How are you doing?
I have no idea
My mind is blank,
Well, apart from fear.
I thought I’d be okay
Push a smile up, into my cheeks
Tick the jobs of my to-do list
It will be over in a few weeks.
Then it hits.
But my lungs weren’t affected
Instead it was my heart,
My Grandma had been infected.
Diagnosed with pneumonia,
Low oxygen levels too,
I couldn’t tell her to fight
There was nothing I could do.
The hospital phoned
She’s on end of life care
A chance to say goodbye
A chance that is now so rare.
With my plastic apron knotted
A mask covering my mouth and nose,
I squeezed my sweaty palms into latex,
This is it,
‘They are just making her comfortable,’
My thoughts and I waited
How do you prepare yourself for this?
That feeling, I honestly hated.
I couldn’t keep my feet still
They paced up and down the freckled floor
Don’t touch your face, I reminded myself
What would I find behind that door?
The room was silent
I walked over to her bed
She looked so peaceful but…
Suddenly my words evaporated
Everything I wanted to say
How can you sum up a lifetime in five minutes?
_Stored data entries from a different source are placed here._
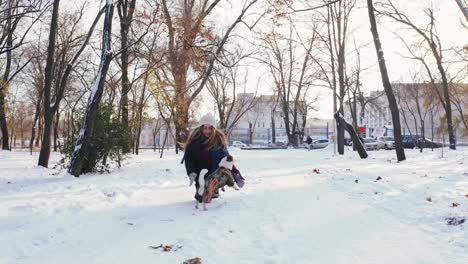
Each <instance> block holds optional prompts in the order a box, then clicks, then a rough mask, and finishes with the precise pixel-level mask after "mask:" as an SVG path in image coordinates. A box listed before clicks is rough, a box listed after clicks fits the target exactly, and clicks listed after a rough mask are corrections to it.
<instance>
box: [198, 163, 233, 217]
mask: <svg viewBox="0 0 468 264" xmlns="http://www.w3.org/2000/svg"><path fill="white" fill-rule="evenodd" d="M233 165H234V159H233V157H232V156H231V155H228V156H226V157H224V158H223V159H221V161H220V162H219V168H218V169H216V170H215V171H214V172H213V173H211V174H210V175H208V176H207V178H206V180H205V177H204V175H205V174H206V173H207V172H208V170H206V169H203V170H202V171H201V172H200V175H199V176H198V183H199V185H200V187H199V188H198V190H197V193H198V195H199V196H201V201H197V204H196V205H195V208H197V209H198V208H199V204H200V203H203V210H205V211H206V210H207V209H206V204H207V203H210V202H211V198H212V197H213V194H214V193H215V192H217V191H218V190H219V189H222V190H224V186H226V185H227V186H229V187H232V188H234V189H236V190H238V189H237V188H236V187H235V186H234V177H233V176H232V172H231V170H232V166H233Z"/></svg>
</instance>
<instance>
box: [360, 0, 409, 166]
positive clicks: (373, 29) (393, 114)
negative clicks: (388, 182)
mask: <svg viewBox="0 0 468 264" xmlns="http://www.w3.org/2000/svg"><path fill="white" fill-rule="evenodd" d="M367 10H368V13H369V21H370V24H371V31H372V36H373V38H374V45H375V51H376V53H377V59H378V61H379V68H380V75H381V77H382V83H383V87H384V90H385V94H386V95H387V99H388V105H389V108H390V112H391V114H392V123H393V136H394V138H395V151H396V155H397V160H398V161H403V160H406V157H405V150H404V149H403V141H402V137H401V125H400V113H399V111H398V105H397V102H396V99H395V95H394V94H393V89H392V85H391V84H390V79H389V77H388V71H387V65H386V64H385V57H384V54H383V50H382V44H381V43H380V38H379V32H378V30H377V22H376V21H375V14H374V4H373V3H372V0H367Z"/></svg>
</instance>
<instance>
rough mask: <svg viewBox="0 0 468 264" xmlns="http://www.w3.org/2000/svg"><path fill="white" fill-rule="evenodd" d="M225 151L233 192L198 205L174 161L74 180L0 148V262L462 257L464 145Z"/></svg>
mask: <svg viewBox="0 0 468 264" xmlns="http://www.w3.org/2000/svg"><path fill="white" fill-rule="evenodd" d="M231 154H233V156H234V158H235V159H236V163H237V165H238V167H240V169H241V171H242V172H243V175H244V176H245V177H246V178H247V182H246V186H245V188H244V189H242V190H241V191H239V192H237V191H234V190H233V189H228V190H227V191H226V193H221V198H220V199H216V200H213V202H212V203H211V204H209V205H208V211H202V210H196V209H195V208H194V205H195V202H194V200H193V198H192V197H193V194H194V189H193V187H188V179H187V177H186V175H185V170H184V167H183V166H182V165H180V158H181V156H180V155H179V156H176V155H175V154H172V153H169V154H167V155H165V157H164V158H163V159H159V155H158V153H153V152H152V151H145V152H143V153H142V154H141V155H139V156H134V157H132V158H131V159H129V160H128V161H127V164H126V165H125V166H124V167H123V168H122V169H116V170H114V171H113V172H112V173H110V174H91V175H85V176H83V177H81V178H73V177H72V176H70V175H68V174H66V173H65V171H57V170H54V169H44V168H38V167H37V166H36V165H35V164H36V161H37V154H34V155H33V156H30V155H29V154H28V153H27V152H21V151H16V152H4V151H3V152H0V248H1V254H0V263H2V264H3V263H5V264H10V263H15V264H16V263H158V264H159V263H182V262H183V261H184V260H186V259H189V258H194V257H200V258H201V259H202V263H278V264H280V263H281V264H283V263H346V264H348V263H399V264H402V263H411V264H417V263H424V264H426V263H450V264H452V263H460V264H461V263H463V264H466V263H468V231H467V225H468V222H465V223H463V224H461V225H458V226H450V225H447V220H446V218H447V217H458V218H468V197H466V196H465V195H468V149H467V148H460V149H459V150H457V151H447V150H444V155H445V156H444V157H442V158H441V157H440V156H441V151H440V150H436V151H434V152H431V151H430V150H428V151H426V152H424V153H422V154H420V153H419V152H418V151H417V150H407V157H408V160H407V161H405V162H402V163H397V162H396V161H395V158H394V157H395V154H394V152H393V151H383V150H382V151H377V152H371V153H370V157H369V158H368V159H367V160H360V159H359V158H358V157H357V154H356V153H353V152H352V151H347V153H346V155H344V156H334V155H333V151H332V149H330V148H327V149H323V150H313V151H310V152H307V151H306V150H302V149H300V150H271V151H266V150H259V151H243V150H238V149H233V150H231ZM52 159H53V161H54V162H56V161H57V160H58V159H59V157H58V156H57V155H56V154H55V155H54V156H53V157H52ZM51 164H53V162H51ZM314 169H316V171H315V172H314ZM317 172H318V173H317ZM379 176H380V177H381V180H376V179H377V177H379ZM428 198H430V199H428ZM428 200H431V202H429V201H428ZM452 203H458V204H459V206H456V207H452ZM160 244H164V245H166V244H169V245H174V250H172V251H170V252H163V251H162V250H160V249H157V250H154V249H150V248H149V246H151V245H153V246H158V245H160Z"/></svg>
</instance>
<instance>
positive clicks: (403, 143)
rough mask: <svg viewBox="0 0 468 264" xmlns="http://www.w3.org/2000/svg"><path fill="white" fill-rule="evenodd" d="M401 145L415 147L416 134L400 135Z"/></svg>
mask: <svg viewBox="0 0 468 264" xmlns="http://www.w3.org/2000/svg"><path fill="white" fill-rule="evenodd" d="M402 141H403V147H404V148H415V147H416V146H417V142H418V136H416V135H402Z"/></svg>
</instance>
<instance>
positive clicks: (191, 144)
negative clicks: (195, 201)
mask: <svg viewBox="0 0 468 264" xmlns="http://www.w3.org/2000/svg"><path fill="white" fill-rule="evenodd" d="M227 145H228V144H227V139H226V136H225V135H224V133H223V132H222V131H221V130H219V129H216V128H215V127H213V126H212V125H211V124H203V125H201V126H199V127H197V128H195V129H194V130H193V131H192V133H191V134H190V136H189V137H188V139H187V142H186V143H185V153H184V158H183V160H182V161H185V169H186V171H187V175H188V176H189V179H190V186H191V185H192V184H193V182H194V181H195V199H196V200H200V199H201V197H200V196H199V195H198V193H197V190H198V188H199V187H200V186H199V184H198V177H199V174H200V171H201V170H203V169H207V170H208V173H207V174H206V175H203V177H205V178H206V176H208V175H209V174H210V173H212V172H214V171H215V170H216V169H218V166H219V162H220V161H221V159H223V158H224V157H226V156H227V155H229V152H228V150H227ZM232 175H233V176H234V180H235V181H236V184H237V186H238V187H239V188H242V187H243V185H244V178H242V176H241V174H240V172H239V170H238V169H237V168H236V167H235V166H233V168H232ZM218 196H219V194H218V193H215V194H214V195H213V198H217V197H218Z"/></svg>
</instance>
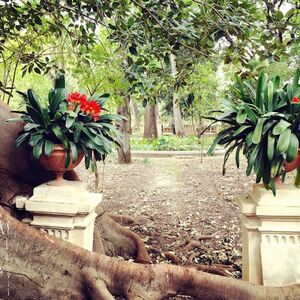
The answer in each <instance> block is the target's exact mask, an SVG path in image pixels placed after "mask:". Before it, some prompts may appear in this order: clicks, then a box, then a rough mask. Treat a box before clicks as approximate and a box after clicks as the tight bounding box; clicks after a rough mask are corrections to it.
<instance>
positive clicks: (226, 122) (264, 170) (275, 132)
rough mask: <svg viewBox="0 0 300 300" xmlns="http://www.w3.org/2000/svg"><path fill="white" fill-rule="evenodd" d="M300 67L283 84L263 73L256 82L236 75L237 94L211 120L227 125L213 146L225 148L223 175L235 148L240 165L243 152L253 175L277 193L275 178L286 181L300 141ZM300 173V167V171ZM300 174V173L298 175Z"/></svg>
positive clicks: (215, 112) (216, 138)
mask: <svg viewBox="0 0 300 300" xmlns="http://www.w3.org/2000/svg"><path fill="white" fill-rule="evenodd" d="M299 76H300V69H298V70H297V71H296V73H295V75H294V78H293V81H292V82H291V83H288V84H286V85H284V86H283V87H282V86H281V83H280V78H279V77H278V76H277V77H275V78H272V79H270V80H269V79H268V75H267V74H266V73H264V72H262V73H261V74H260V76H259V78H258V80H257V82H256V83H255V84H254V85H253V84H251V82H249V81H242V80H241V79H240V78H236V79H237V80H236V85H235V86H234V87H233V97H232V98H231V99H230V101H227V102H226V103H225V104H224V108H223V109H222V110H219V111H214V112H212V113H218V115H217V116H216V117H214V116H213V117H211V116H208V117H206V118H207V119H210V120H213V121H214V122H213V123H215V122H221V123H223V124H225V125H226V126H225V128H224V129H223V130H222V131H220V132H219V133H218V135H217V137H216V138H215V140H214V142H213V144H212V145H211V147H210V149H209V151H208V154H211V153H212V152H213V151H214V149H215V146H216V145H217V144H218V145H221V146H223V147H225V148H226V149H227V150H226V153H225V155H224V164H223V174H225V166H226V162H227V160H228V158H229V156H230V154H231V153H232V152H233V151H234V150H235V159H236V165H237V167H239V164H240V152H241V151H242V153H243V154H244V155H245V156H246V159H247V170H246V174H247V175H248V176H249V175H250V174H251V172H252V171H254V173H255V174H256V182H257V183H259V182H261V181H262V182H263V183H264V184H265V186H266V187H267V188H271V189H272V191H273V194H274V195H275V194H276V189H275V180H274V179H275V178H276V177H278V176H281V177H282V180H284V176H285V172H284V162H285V161H288V162H290V161H292V160H293V159H295V157H296V155H297V152H298V148H299V140H300V128H299V126H300V103H299V102H300V100H299V98H298V97H299V95H300V84H299ZM298 172H300V170H298ZM298 175H299V174H298Z"/></svg>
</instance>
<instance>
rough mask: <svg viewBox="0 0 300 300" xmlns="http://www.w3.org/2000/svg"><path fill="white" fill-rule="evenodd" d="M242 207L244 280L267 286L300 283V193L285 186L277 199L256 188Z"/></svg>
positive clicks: (277, 193)
mask: <svg viewBox="0 0 300 300" xmlns="http://www.w3.org/2000/svg"><path fill="white" fill-rule="evenodd" d="M238 203H239V206H240V208H241V211H242V213H241V220H242V224H243V279H244V280H247V281H249V282H251V283H257V284H262V285H265V286H286V285H290V284H295V283H300V189H297V188H295V187H294V186H293V185H283V186H282V187H281V188H277V189H276V197H274V196H273V194H272V192H271V191H267V190H266V189H265V188H264V187H263V186H262V185H254V186H253V190H252V192H251V193H250V194H249V195H248V196H247V197H240V198H238Z"/></svg>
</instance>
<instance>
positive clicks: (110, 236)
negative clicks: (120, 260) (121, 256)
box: [96, 207, 151, 263]
mask: <svg viewBox="0 0 300 300" xmlns="http://www.w3.org/2000/svg"><path fill="white" fill-rule="evenodd" d="M97 213H98V218H97V221H96V228H97V229H98V230H99V232H100V236H101V238H102V242H103V245H104V252H105V254H107V255H109V256H122V257H125V258H135V261H136V262H140V263H150V262H151V258H150V256H149V254H148V252H147V249H146V247H145V244H144V242H143V240H142V239H141V238H140V237H139V236H138V235H137V234H136V233H134V232H132V231H131V230H129V229H127V228H125V227H123V226H121V225H120V224H119V223H117V222H115V221H114V220H113V219H112V218H111V217H110V216H109V215H108V214H107V213H105V212H104V210H102V209H101V207H99V208H98V211H97Z"/></svg>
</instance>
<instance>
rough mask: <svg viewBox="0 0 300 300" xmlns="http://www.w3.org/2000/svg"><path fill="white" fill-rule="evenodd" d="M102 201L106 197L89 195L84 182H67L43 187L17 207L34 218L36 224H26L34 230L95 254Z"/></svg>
mask: <svg viewBox="0 0 300 300" xmlns="http://www.w3.org/2000/svg"><path fill="white" fill-rule="evenodd" d="M101 201H102V195H101V194H96V193H89V192H88V191H87V190H86V189H85V188H84V185H83V183H82V182H79V181H66V183H65V184H64V185H59V186H54V185H49V184H47V183H44V184H42V185H39V186H38V187H36V188H35V189H34V191H33V196H32V197H31V198H29V199H27V198H24V197H18V198H17V199H16V206H17V208H19V209H24V210H25V211H28V212H30V213H31V214H32V220H28V219H26V220H24V221H26V222H27V223H28V222H29V224H30V225H31V226H34V227H36V228H38V229H40V230H41V231H43V232H46V233H48V234H50V235H52V236H55V237H58V238H61V239H64V240H66V241H69V242H71V243H73V244H76V245H78V246H80V247H83V248H85V249H87V250H90V251H92V249H93V235H94V221H95V218H96V216H97V214H96V213H95V208H96V206H97V205H99V203H100V202H101Z"/></svg>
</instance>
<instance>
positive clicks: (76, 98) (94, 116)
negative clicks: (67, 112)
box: [67, 92, 101, 122]
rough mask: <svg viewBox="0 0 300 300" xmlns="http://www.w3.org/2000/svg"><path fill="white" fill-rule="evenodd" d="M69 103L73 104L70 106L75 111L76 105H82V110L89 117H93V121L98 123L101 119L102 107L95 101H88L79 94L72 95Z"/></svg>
mask: <svg viewBox="0 0 300 300" xmlns="http://www.w3.org/2000/svg"><path fill="white" fill-rule="evenodd" d="M67 101H68V102H70V103H71V104H70V105H69V106H68V108H69V109H70V110H74V109H75V106H76V104H79V105H80V110H81V111H82V112H84V113H85V114H87V115H89V114H90V115H92V117H93V120H94V121H95V122H96V121H97V120H98V119H99V115H100V113H101V106H100V105H99V103H97V102H96V101H95V100H91V101H88V99H87V97H86V96H85V95H82V94H80V93H78V92H74V93H70V94H69V95H68V97H67Z"/></svg>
I just took her hand and held on.
She opened her eyes and nodded
When I finally found something to say
When I left, I told her that I loved her,
And that everything would be okay.
A few days later, the hospital phoned
Grandma had tested positive for Covid-19
That tiny piece of hope, that I’d see her again
But I was so grateful that I had already been.
But it didn’t stop my heart from aching
Or my tears falling with frustration
And because I’d visited her in the hospital,
It was now time to start self-isolation.
The thought of her dying alone
No family around her bed
Did she understand that we hadn’t abandoned her?
My heart ached with guilt and dread.
She passed away peacefully,
But it just wouldn’t sink in
I said goodbye when she was still alive,
I needed closure, something to click within.
But the funeral is tomorrow
Only six are allowed to attend,
So, I’ll be watching it alone, live from my room
That I’m there I shall pretend.
The arms I usually take comfort in
Are living in a different house to me,
But hearts are breaking worldwide,
Thousands of lives ending tragically.
But we must hold on to hope
Scatter love; help each other out
If we follow the government’s guidelines,
We shall be freed from social drought.